Except for the one shady site that doesn't, and ends up raking in profits.
They are tackling tasks like extremely difficult OCR and collaborative editing and proofreading.
I've used mturk at work to automate transcribing short recordings and have found that it works pretty well. The trick is to qualify your workers so that they pass some kind of test. You can also only accept workers that have a rating above some minimum. Then, critically, as suggested by others here, get each task done multiple times for cross-checking. And make sure that your instructions are clear.
I was planning on using mt for a project I'm working on.
has anyone got any pointers on how to get the best out of mechanical turk? Advice much appreciated.
To "weed out" ineligible workers, try this approach: 1. Post a bunch (1000-5000) of cheap multiple-choice HITs. 2. Allow no more than 10 hits per worker. 3. Each hit to get 3 responses from different workers. 4. Review answers, compile the list of "good" workers, blacklist the "bad" ones. 5. Post another bunch of HITS, make them available for eligible workers only (found in step 4), this time the HITs might be more demanding, individually review results for each worker -> the best ones go on your "preferred worker" list. 6. Repeat steps 1-5 as necessary.

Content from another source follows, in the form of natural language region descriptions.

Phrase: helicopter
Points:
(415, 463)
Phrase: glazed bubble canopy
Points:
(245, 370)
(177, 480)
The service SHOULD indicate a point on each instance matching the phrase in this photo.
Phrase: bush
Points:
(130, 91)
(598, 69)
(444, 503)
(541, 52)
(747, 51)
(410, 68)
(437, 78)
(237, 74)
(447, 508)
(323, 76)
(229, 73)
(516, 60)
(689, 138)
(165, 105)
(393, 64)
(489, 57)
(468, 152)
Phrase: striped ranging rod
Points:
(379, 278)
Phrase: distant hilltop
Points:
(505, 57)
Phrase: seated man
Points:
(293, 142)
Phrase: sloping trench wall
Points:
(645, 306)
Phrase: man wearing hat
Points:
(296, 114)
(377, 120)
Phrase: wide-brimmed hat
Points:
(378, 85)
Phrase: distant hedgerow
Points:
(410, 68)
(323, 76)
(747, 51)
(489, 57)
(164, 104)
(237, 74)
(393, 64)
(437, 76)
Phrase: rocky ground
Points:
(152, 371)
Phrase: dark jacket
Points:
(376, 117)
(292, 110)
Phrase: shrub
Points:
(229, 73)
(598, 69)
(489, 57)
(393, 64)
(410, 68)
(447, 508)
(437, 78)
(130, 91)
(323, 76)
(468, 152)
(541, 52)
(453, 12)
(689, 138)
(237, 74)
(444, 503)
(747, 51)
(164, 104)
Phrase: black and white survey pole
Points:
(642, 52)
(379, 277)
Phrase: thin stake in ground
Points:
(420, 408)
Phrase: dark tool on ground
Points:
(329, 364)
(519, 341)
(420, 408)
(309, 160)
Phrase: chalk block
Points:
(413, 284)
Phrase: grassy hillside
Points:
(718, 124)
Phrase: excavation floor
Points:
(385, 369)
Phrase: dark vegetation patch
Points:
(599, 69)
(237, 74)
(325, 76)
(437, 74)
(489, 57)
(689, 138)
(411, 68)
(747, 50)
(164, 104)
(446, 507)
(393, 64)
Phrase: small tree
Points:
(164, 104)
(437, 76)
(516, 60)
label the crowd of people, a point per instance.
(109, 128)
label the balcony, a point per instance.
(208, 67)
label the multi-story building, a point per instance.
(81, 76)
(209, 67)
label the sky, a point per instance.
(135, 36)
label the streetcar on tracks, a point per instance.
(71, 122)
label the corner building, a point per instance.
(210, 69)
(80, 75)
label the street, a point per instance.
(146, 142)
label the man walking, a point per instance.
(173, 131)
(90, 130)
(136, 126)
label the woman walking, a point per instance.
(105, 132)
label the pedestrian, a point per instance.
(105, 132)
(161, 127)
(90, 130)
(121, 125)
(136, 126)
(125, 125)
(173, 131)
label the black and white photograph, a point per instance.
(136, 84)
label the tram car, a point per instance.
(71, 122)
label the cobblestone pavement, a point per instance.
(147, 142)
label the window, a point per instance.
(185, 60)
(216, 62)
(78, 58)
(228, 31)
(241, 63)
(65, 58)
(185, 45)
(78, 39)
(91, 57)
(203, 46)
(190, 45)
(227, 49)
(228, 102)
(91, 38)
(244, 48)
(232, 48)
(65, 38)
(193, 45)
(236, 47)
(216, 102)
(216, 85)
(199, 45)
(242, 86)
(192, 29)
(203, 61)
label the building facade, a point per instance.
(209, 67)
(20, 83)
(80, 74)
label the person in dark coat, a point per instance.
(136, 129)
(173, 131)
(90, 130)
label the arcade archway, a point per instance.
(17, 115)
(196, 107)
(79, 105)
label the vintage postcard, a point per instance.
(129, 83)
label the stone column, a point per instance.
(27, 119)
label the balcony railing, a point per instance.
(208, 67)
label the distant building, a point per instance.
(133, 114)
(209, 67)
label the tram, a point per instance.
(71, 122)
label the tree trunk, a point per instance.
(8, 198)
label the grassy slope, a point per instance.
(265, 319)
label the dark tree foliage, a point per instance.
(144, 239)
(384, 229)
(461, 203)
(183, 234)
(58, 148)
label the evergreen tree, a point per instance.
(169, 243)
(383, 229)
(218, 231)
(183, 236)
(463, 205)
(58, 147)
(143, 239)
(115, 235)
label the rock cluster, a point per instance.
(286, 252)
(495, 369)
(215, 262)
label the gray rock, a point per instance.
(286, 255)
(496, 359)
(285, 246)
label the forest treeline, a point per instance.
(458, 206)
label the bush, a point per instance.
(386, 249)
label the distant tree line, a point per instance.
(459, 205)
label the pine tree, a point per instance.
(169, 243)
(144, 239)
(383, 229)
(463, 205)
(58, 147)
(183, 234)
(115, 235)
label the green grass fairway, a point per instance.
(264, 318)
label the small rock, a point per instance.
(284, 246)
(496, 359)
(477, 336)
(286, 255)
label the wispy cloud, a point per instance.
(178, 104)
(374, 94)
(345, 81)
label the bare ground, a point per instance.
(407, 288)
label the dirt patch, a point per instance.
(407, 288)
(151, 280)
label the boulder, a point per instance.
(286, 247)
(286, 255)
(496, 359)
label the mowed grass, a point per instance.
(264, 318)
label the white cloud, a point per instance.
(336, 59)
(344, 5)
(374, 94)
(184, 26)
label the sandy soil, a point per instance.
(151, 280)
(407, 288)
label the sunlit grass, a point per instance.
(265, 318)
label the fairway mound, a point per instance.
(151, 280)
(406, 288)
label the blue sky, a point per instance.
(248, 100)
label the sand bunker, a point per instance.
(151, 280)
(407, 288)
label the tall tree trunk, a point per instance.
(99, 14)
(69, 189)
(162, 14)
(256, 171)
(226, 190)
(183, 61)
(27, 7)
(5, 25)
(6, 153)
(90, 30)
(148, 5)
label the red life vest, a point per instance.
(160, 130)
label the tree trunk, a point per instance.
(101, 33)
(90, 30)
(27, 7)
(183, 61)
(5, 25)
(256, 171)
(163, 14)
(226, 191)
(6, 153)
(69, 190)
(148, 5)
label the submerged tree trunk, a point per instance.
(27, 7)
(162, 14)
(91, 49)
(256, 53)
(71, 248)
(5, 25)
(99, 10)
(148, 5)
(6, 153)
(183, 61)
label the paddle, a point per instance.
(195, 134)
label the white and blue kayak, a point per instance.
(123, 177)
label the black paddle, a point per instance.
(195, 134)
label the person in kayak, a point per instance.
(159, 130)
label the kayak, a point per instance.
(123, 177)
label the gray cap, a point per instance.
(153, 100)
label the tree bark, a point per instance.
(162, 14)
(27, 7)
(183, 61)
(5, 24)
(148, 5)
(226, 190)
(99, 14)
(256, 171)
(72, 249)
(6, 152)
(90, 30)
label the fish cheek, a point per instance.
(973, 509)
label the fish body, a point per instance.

From then on it's fairly safe to rely on mturk workers from your preferred list.
> We all know that Mechanical Turk challenges the whole “Junk-in, Junk-out” dilemma and makes it more like “Always junk-out, regardless of the input process”
Couldn't be more true IMO, mturk is basically useless except for this "meta" kind of research and is a good example of a community that needed active management and positive incentives going to absolute shit in the absence of both.